Part 19 (1/2)
”It is not my fault. He--”
”He always got along well enough before you came, Dunbar. I won't have this continual quarreling around the show. It sets a bad example for the others.” The manager pulled at his mustache for a few seconds. ”Can you prove you are innocent of the theft of the tickets?”
”Perhaps I can.”
”Aren't you sure you can?”
”No, sir. I hope to be able to do so later on, though.”
”Well, then, until that time arrives you can consider yourself suspended from duty. I am going to get to the bottom of this affair.”
”I am discharged!” gasped Leo.
”Mr. Lambert, aren't you a bit hard on the lad?” put in Barton Reeve.
”I don't think so. Most men would have him arrested. But I'll let him go, and that will give him a chance to clear himself-if he can.”
There was a sneer in the last words which cut Leo to the quick. He drew a long breath.
”Very well, sir, I'll go,” he said in a strained voice. ”But, sir, let me tell you that you are doing me a great injustice.”
Unable to control his feelings any longer, Leo, left the ticket wagon and hurried to the dressing tent.
Here his friends surrounded him and tried to pour words of sympathy into his ears. But he would not listen. Sick at heart, yet burning with indignation, he packed his trunk and prepared to leave.
”Where are you going?” asked Natalie Sparks, with something like a tear in her eye.
”I don't know, Natalie-I'm too upset to think,” responded Leo, and that was all he could say.
Just before he left Barton Reeve brought him the wages due him, which Leo thrust into his pocket without counting.

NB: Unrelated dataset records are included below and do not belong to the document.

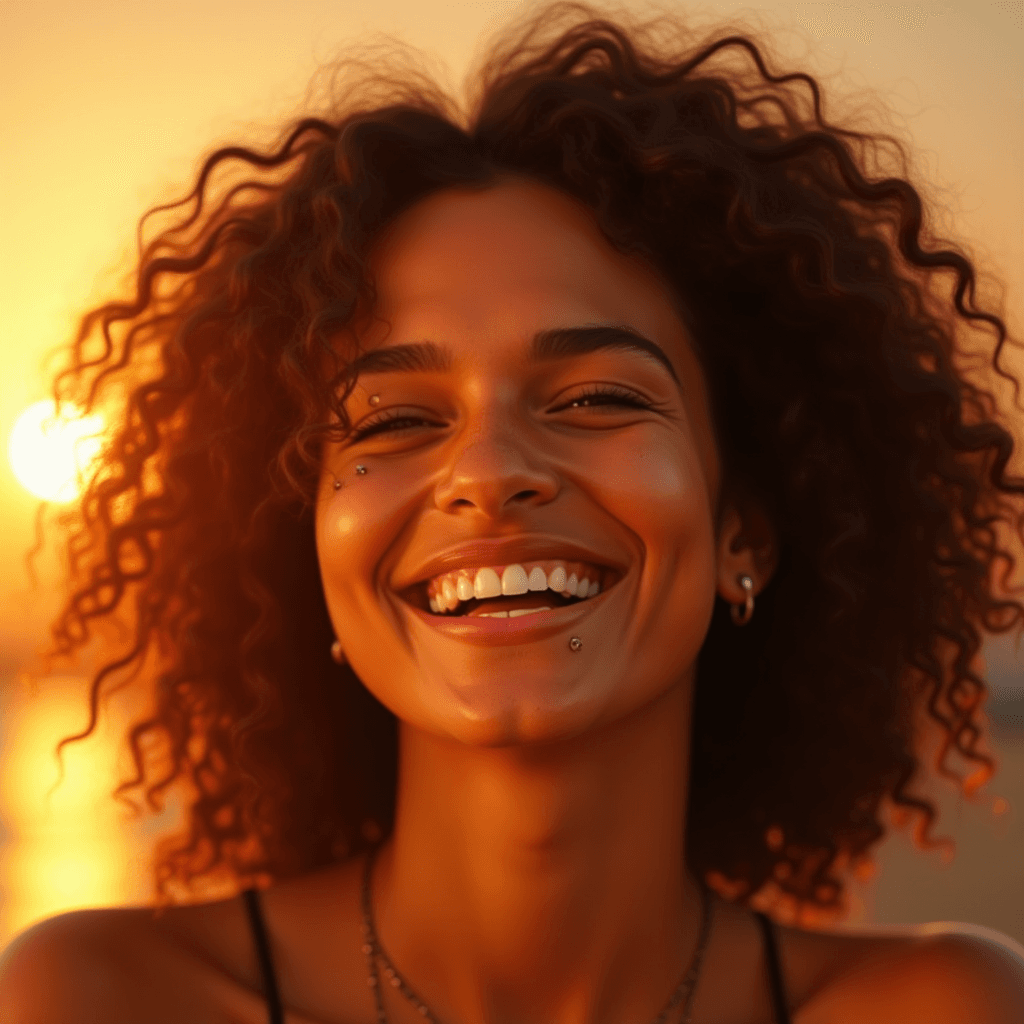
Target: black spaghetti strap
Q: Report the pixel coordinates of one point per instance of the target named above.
(251, 897)
(779, 1010)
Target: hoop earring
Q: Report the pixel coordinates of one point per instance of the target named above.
(741, 616)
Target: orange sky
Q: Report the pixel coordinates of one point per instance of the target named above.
(107, 108)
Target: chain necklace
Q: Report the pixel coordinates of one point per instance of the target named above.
(374, 950)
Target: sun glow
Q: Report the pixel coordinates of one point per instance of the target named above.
(51, 454)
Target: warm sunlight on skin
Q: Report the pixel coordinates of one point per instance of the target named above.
(495, 446)
(49, 455)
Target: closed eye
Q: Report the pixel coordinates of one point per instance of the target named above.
(393, 421)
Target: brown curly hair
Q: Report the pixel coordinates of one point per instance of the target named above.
(840, 401)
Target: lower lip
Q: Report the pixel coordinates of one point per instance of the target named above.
(488, 631)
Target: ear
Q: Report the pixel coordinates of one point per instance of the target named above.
(747, 546)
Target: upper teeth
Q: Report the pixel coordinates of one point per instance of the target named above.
(574, 579)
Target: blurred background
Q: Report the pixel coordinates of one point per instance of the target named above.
(107, 109)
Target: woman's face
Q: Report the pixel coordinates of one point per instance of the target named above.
(487, 448)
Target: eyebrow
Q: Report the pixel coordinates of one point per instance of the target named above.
(556, 343)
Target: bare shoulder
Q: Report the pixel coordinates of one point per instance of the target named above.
(934, 974)
(121, 964)
(194, 963)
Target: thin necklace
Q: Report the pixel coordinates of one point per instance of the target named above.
(374, 950)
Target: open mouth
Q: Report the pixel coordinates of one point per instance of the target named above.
(506, 605)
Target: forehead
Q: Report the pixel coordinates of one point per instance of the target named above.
(511, 253)
(481, 271)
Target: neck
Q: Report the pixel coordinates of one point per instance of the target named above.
(545, 882)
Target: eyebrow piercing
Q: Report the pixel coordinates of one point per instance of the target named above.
(361, 470)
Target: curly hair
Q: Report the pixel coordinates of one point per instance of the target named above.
(840, 401)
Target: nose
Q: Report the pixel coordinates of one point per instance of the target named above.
(494, 472)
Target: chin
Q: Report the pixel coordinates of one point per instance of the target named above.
(522, 711)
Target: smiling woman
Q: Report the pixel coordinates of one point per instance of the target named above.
(548, 534)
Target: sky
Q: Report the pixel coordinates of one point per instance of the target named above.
(107, 109)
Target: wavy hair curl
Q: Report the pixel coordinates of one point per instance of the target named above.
(840, 403)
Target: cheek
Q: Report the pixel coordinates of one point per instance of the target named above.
(658, 491)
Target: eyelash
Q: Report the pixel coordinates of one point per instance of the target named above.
(624, 396)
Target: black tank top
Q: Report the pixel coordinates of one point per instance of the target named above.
(276, 1013)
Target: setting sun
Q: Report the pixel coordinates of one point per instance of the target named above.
(49, 454)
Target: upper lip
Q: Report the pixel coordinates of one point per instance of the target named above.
(484, 551)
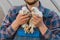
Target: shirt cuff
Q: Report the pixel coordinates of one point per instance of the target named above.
(10, 30)
(48, 34)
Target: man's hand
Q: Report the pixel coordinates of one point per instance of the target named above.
(38, 21)
(20, 19)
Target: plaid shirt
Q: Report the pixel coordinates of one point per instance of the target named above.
(50, 18)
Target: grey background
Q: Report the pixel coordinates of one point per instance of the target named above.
(6, 4)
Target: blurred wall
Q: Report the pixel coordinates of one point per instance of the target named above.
(8, 3)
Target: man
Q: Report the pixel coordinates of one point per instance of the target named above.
(48, 27)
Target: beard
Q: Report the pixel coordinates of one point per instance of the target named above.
(31, 3)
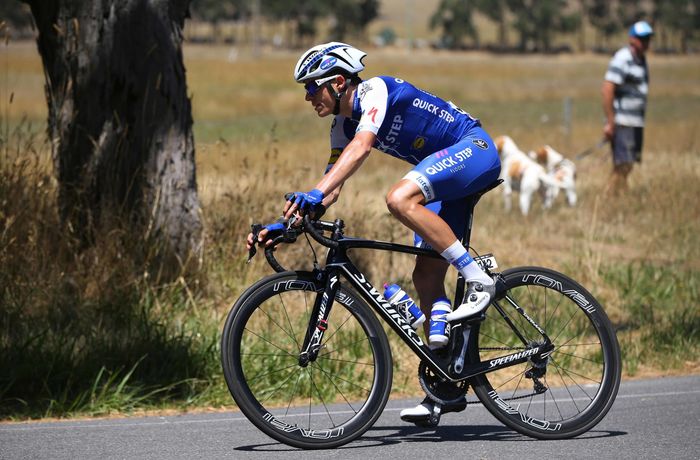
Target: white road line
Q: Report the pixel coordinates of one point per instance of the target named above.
(61, 425)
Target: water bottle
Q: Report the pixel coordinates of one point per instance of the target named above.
(439, 326)
(404, 304)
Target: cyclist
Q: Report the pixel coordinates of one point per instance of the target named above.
(452, 157)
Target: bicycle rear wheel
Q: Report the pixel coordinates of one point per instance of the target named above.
(570, 391)
(328, 402)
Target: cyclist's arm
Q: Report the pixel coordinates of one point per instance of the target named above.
(332, 197)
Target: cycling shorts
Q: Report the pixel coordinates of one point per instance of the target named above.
(450, 175)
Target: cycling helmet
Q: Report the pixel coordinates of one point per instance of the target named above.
(328, 59)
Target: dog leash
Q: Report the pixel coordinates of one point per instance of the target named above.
(591, 149)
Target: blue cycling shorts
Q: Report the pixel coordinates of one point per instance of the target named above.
(450, 175)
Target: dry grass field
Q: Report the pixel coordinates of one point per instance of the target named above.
(257, 139)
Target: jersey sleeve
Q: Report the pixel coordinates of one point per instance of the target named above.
(373, 96)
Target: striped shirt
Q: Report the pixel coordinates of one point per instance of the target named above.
(631, 78)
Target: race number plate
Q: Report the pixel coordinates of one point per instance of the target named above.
(487, 261)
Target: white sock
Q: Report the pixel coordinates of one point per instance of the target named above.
(459, 258)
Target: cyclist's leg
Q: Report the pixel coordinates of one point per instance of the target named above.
(450, 174)
(429, 280)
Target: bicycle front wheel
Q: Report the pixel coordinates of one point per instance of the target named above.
(322, 404)
(571, 390)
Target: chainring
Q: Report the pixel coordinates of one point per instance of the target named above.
(438, 389)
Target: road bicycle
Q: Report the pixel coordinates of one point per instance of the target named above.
(308, 362)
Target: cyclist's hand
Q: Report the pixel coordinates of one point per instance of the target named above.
(303, 202)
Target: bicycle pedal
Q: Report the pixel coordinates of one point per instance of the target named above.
(434, 418)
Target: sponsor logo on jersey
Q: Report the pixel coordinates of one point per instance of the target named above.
(434, 109)
(418, 143)
(328, 63)
(394, 129)
(372, 113)
(482, 144)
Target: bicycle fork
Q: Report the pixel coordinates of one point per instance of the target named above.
(318, 321)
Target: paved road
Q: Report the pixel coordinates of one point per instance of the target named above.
(657, 418)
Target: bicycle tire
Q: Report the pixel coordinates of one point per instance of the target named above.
(328, 403)
(582, 374)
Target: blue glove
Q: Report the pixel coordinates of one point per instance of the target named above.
(275, 227)
(309, 200)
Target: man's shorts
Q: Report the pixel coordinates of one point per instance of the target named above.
(627, 144)
(448, 176)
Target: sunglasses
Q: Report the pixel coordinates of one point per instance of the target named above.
(313, 86)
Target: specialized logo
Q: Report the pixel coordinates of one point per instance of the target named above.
(418, 143)
(482, 144)
(514, 357)
(328, 63)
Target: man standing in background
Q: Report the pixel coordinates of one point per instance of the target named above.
(624, 102)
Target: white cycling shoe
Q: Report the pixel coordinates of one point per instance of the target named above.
(476, 300)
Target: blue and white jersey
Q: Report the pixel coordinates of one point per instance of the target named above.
(410, 123)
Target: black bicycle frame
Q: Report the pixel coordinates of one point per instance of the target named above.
(338, 263)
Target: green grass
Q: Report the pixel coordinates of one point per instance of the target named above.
(83, 331)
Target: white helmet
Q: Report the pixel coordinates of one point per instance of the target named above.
(328, 59)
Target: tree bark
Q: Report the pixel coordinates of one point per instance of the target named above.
(120, 120)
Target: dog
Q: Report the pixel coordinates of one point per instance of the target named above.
(559, 168)
(521, 173)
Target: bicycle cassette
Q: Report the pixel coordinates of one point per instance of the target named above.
(438, 389)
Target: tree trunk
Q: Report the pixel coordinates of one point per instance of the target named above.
(120, 121)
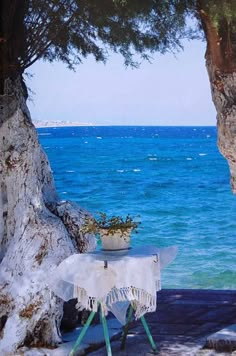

”Lambert has got 'em on to-day,” he said. ”In a day or two, when he cools down, he'll be sorry he let you go.”
”It was a mean way to act,” answered the boy bitterly; and then he walked away from the circus grounds. A few blocks off he met a man with an empty wagon and hired him to go and fetch his trunk. When the man came back he asked if there was any hotel or boarding-house on the other side of town, conscious, in a way, that he must put up somewhere.
”Yes, there's the Eagle Hotel,” said the man. ”A good place and very reasonable.”
”All right; take me there.”
This was done, and then Leo sent the man to the other hotel, at which the higher cla.s.s of circus performers were stopping, for the valise which contained his ordinary clothing.
He was still so upset in mind that he knew not what to do. Having engaged his room, he entered it and locked the door, and gave himself up to his reflections.
What should he do? Ah, that was the question. He had said that perhaps he could clear himself. How should he go to work to do it?
For fully an hour Leo pondered over the situation. Then he walked downstairs, left the hotel, and sauntered back to the circus grounds.
He kept his eyes and ears open in a vain endeavor to learn something to his advantage. The ticket thieves had taken warning, and not the slightest clew to them could be unearthed.